Graph spectra and modal dynamics of oscillatory networks

Author(s)

Ayazifar, Babak, 1967-

Other Contributors

Massachusetts Institute of Technology. Dept. of Electrical Engineering and Computer Science.

Advisor

George C. Verghese.

Abstract

Our research focuses on developing design-oriented analytical tools that enable us to better understand how a network comprising dynamic and static elements behaves when it is set in oscillatory motion, and how the interconnection topology relates to the spectral properties of the system. Such oscillatory networks are ubiquitous, extending from miniature electronic circuits to large-scale power networks. We tap into the rich mathematical literature on graph spectra, and develop theoretical extensions applicable to networks containing nodes that have finite nonnegative weights-including nodes of zero weight, which occur naturally in the context of power networks. We develop new spectral graph-theoretic results spawned by our engineering interests, including generalizations (to node-weighted graphs) of various structure-based eigenvalue bounds. The central results of this thesis concern the phenomenon of dynamic coherency, in which clusters of vertices move in unison relative to each other.
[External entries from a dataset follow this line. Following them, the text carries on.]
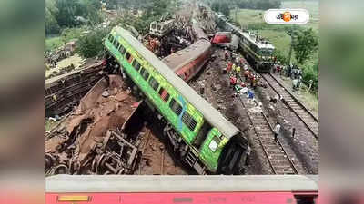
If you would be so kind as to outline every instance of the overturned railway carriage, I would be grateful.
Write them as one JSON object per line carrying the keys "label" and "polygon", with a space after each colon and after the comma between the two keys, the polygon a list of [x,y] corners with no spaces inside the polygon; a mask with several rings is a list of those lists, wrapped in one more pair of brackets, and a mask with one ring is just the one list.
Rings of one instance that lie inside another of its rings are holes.
{"label": "overturned railway carriage", "polygon": [[185,82],[188,82],[201,70],[211,54],[211,44],[202,29],[193,26],[193,31],[196,39],[193,44],[162,60]]}
{"label": "overturned railway carriage", "polygon": [[167,21],[154,21],[150,23],[149,33],[153,35],[162,37],[172,31],[174,27],[175,19]]}
{"label": "overturned railway carriage", "polygon": [[225,15],[216,13],[215,21],[221,28],[230,31],[239,38],[239,48],[250,64],[260,73],[268,73],[273,65],[275,47],[256,34],[243,32],[228,21]]}
{"label": "overturned railway carriage", "polygon": [[244,170],[250,148],[237,127],[126,30],[113,28],[104,44],[157,112],[184,161],[199,174]]}

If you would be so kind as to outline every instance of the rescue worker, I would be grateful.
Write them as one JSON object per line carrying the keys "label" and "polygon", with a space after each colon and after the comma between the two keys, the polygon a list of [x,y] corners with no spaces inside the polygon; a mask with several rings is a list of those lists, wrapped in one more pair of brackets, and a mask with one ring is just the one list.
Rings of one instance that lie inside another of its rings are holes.
{"label": "rescue worker", "polygon": [[240,66],[244,67],[244,64],[245,64],[245,60],[244,60],[244,58],[240,57]]}
{"label": "rescue worker", "polygon": [[248,78],[249,78],[250,86],[252,87],[253,86],[252,83],[253,83],[254,74],[250,73]]}
{"label": "rescue worker", "polygon": [[225,60],[228,60],[230,58],[230,54],[228,50],[225,50]]}
{"label": "rescue worker", "polygon": [[233,63],[233,65],[231,67],[233,73],[235,72],[236,68],[237,68],[237,65],[235,65],[235,63]]}
{"label": "rescue worker", "polygon": [[234,86],[237,84],[237,78],[235,78],[234,76],[230,76],[230,86],[232,86],[234,88]]}
{"label": "rescue worker", "polygon": [[236,68],[235,68],[235,75],[237,76],[237,78],[239,78],[240,77],[240,66],[237,66]]}
{"label": "rescue worker", "polygon": [[298,83],[297,83],[297,88],[298,88],[298,90],[299,90],[299,88],[301,87],[301,83],[302,83],[302,74],[299,73],[298,79]]}
{"label": "rescue worker", "polygon": [[232,66],[233,66],[233,63],[231,62],[228,62],[228,67],[227,67],[227,73],[230,73]]}
{"label": "rescue worker", "polygon": [[248,70],[244,71],[245,81],[248,81],[248,77],[249,77],[250,72]]}
{"label": "rescue worker", "polygon": [[280,131],[280,124],[279,124],[279,122],[277,122],[276,126],[274,127],[274,141],[275,142],[278,141],[278,136],[279,134],[279,131]]}
{"label": "rescue worker", "polygon": [[258,84],[258,76],[255,76],[254,79],[253,79],[253,89],[256,89],[257,84]]}

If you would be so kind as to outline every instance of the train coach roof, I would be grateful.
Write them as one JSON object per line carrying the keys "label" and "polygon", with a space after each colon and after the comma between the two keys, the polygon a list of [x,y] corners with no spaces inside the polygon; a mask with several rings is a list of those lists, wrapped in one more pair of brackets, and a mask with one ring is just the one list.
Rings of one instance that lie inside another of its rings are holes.
{"label": "train coach roof", "polygon": [[318,190],[318,175],[55,175],[46,178],[46,192],[310,192]]}
{"label": "train coach roof", "polygon": [[188,102],[197,108],[214,127],[217,128],[228,138],[236,135],[239,130],[228,121],[217,110],[213,108],[209,102],[199,96],[195,90],[180,79],[175,73],[160,61],[153,53],[134,38],[130,33],[121,27],[116,27],[116,31],[126,39],[133,47],[159,72],[173,86],[184,96]]}

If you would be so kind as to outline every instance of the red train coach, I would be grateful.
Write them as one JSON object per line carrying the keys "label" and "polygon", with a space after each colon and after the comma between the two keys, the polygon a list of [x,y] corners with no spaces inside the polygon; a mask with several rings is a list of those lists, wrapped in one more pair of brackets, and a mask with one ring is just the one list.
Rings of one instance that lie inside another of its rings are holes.
{"label": "red train coach", "polygon": [[190,46],[165,57],[162,62],[181,79],[188,82],[203,67],[211,54],[211,44],[197,40]]}

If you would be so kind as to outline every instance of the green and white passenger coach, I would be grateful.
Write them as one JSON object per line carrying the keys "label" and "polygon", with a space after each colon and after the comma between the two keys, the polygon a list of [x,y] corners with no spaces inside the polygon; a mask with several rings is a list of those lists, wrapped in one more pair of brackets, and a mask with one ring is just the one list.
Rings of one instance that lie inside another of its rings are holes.
{"label": "green and white passenger coach", "polygon": [[250,148],[236,126],[127,30],[114,27],[104,45],[156,112],[182,160],[199,174],[244,173]]}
Our research exposes the relation between coherency and network structure and parameters. We study both approximate and exact dynamic coherency. Our new understanding of coherency leads to a number of results. We expose a conceptual link between theoretical coherency and the confinement of an oscillatory mode to a node cluster. We show how the eigenvalues of a coherent graph relate to those of its constituent clusters.
(cont.) We use our eigenvalue expressions to devise a novel graph design algorithm; given a set of vertices (of finite positive weight) and a desired set of eigenvalues, we construct a graph that meets the specifications. Our novel graph design algorithm has two interesting corollaries: the graph eigenvectors have regions of support that monotonically decrease toward faster modes, and we can construct graphs that exactly meet our generalized eigenvalue bounds. It is our hope that the results of this thesis will contribute to a better understanding of the links between structure and dynamics in oscillatory networks.

Description

Thesis (Ph. D.)--Massachusetts Institute of Technology, Dept. of Electrical Engineering and Computer Science, February 2003.
Includes bibliographical references (leaves 186-191).
This electronic version was submitted by the student author. The certified thesis is available in the Institute Archives and Special Collections.

Date issued

2003

URI

http://hdl.handle.net/1721.1/16913

Department

Massachusetts Institute of Technology. Dept. of Electrical Engineering and Computer Science.
Massachusetts Institute of Technology. Department of Electrical Engineering and Computer Science

Publisher

Massachusetts Institute of Technology

Keywords

Electrical Engineering and Computer Science.